The Kakuma Refugee Camp, where the boys were raised, emphasized education and told the boys they were the “seeds of Sudan.” Thus they are willing to go to great lengths to graduate, including going without food in order to buy books.
A children’s book about Malual’s life has been written by Nancy Hahn and illustrated by Hamid Ayoub. “One Lost Boy” is available for $25.
Charles said First Unitarian will continue to have a relationship with the village of Ayiet beyond the drilling of the wells. “We’re hoping to adopt it and eventually work toward establishing a medical clinic there with Bol’s help. If people want to make a difference in Africa, this is a direct way to do it.”
Malual said the water well would result in a “modern day transformation” of the village. “The women and children spend a lot of time fetching water now, especially during the drought season, and then the water isn’t even clean. I hope this project will also be a blessing to the church members who have sacrificed to pool their resources and energy to help my people living thousands of miles away.”
He said he was gratified by the amount of money raised. “It is through God’s inspiration and blessing that I have been able to be part of this great church. The caring and support its members have shown to me has been unbelievable.”
Malual said there is a way for other congregations to help. “If there is a chance to build a clinic in my village it would be wonderful. The nearest clinic requires a three-hour walk. Also, education is a major problem in South Sudan. There is no school in my village. The children meet under a tree and try to learn by drawing in the mud. So these are the two goals I have for my village—a clinic and a school,” Malual said.
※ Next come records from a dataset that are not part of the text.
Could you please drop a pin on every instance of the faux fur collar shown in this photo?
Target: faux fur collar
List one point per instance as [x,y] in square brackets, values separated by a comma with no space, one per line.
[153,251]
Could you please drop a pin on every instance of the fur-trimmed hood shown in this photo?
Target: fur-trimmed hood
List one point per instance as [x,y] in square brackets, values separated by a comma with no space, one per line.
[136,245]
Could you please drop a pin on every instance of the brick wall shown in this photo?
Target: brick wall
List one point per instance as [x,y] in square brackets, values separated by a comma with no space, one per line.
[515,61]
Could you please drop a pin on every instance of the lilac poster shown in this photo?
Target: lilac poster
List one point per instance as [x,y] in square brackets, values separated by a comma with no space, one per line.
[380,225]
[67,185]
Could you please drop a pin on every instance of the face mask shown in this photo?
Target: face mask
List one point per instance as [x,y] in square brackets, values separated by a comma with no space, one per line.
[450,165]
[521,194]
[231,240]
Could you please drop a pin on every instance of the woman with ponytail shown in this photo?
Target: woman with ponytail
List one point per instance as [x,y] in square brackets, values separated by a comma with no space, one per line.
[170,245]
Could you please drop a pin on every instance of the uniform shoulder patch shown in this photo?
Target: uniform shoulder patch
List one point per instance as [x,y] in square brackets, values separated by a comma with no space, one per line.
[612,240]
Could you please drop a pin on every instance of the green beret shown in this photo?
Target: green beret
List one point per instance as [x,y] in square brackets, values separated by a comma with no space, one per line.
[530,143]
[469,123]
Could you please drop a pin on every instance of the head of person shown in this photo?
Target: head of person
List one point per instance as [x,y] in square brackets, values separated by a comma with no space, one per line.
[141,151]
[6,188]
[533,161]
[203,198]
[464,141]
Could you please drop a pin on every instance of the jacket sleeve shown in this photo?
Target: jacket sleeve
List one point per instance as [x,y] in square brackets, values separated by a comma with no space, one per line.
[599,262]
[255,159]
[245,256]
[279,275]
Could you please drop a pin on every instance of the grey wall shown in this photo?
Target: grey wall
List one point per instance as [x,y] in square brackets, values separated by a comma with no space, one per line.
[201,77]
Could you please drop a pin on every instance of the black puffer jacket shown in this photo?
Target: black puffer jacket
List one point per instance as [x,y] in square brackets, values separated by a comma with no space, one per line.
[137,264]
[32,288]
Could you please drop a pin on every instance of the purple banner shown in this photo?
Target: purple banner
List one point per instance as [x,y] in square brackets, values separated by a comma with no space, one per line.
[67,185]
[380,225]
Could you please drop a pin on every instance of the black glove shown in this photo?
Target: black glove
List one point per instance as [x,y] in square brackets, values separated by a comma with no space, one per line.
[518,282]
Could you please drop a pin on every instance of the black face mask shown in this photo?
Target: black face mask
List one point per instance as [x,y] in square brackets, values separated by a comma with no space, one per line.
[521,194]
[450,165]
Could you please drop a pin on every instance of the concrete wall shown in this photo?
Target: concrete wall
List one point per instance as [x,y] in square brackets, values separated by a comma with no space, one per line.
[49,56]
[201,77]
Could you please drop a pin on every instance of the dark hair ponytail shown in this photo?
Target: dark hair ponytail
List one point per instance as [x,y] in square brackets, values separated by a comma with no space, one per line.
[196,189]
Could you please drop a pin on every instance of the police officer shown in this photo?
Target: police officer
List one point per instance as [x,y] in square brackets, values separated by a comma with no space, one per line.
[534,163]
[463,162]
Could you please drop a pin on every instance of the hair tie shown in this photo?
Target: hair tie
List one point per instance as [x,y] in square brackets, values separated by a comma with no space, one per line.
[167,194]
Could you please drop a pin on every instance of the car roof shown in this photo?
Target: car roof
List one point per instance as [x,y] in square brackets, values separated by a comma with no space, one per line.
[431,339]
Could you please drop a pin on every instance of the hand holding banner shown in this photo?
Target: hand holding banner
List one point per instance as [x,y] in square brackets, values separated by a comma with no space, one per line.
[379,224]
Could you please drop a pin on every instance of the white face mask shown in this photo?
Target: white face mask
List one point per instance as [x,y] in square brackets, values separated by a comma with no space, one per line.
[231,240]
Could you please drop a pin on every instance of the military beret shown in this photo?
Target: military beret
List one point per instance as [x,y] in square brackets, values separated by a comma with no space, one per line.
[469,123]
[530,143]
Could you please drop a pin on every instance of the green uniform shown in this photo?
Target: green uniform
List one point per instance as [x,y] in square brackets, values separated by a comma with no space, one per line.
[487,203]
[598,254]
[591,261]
First Unitarian’s Senior Minister the Rev. Daniel Kanter said that his immediate thought when he heard Malual’s story was, “We have to have others hear this.” In early March he and Malual did an interview format sermon after Malual read his story as a reading. “The most important thing that came out was Bol’s sense of forgiveness for the soldiers [who attacked his village].” Kanter said Malual has participated in other services and has shared his story with the congregation’s children and youth and had a major role in the Easter service.
“Bol is an inspiration to everyone in our church because he never gave up when he was lost, he doesn’t carry a chip on his shoulder because of what he went through, and he has transformed what happened to him into new life for his people,” Kanter said. “Isn’t that an Easter story!”
An abridged version of this article appeared in the Fall 2012 issue of UU World (“Church funds wells in South Sudan,” page 37).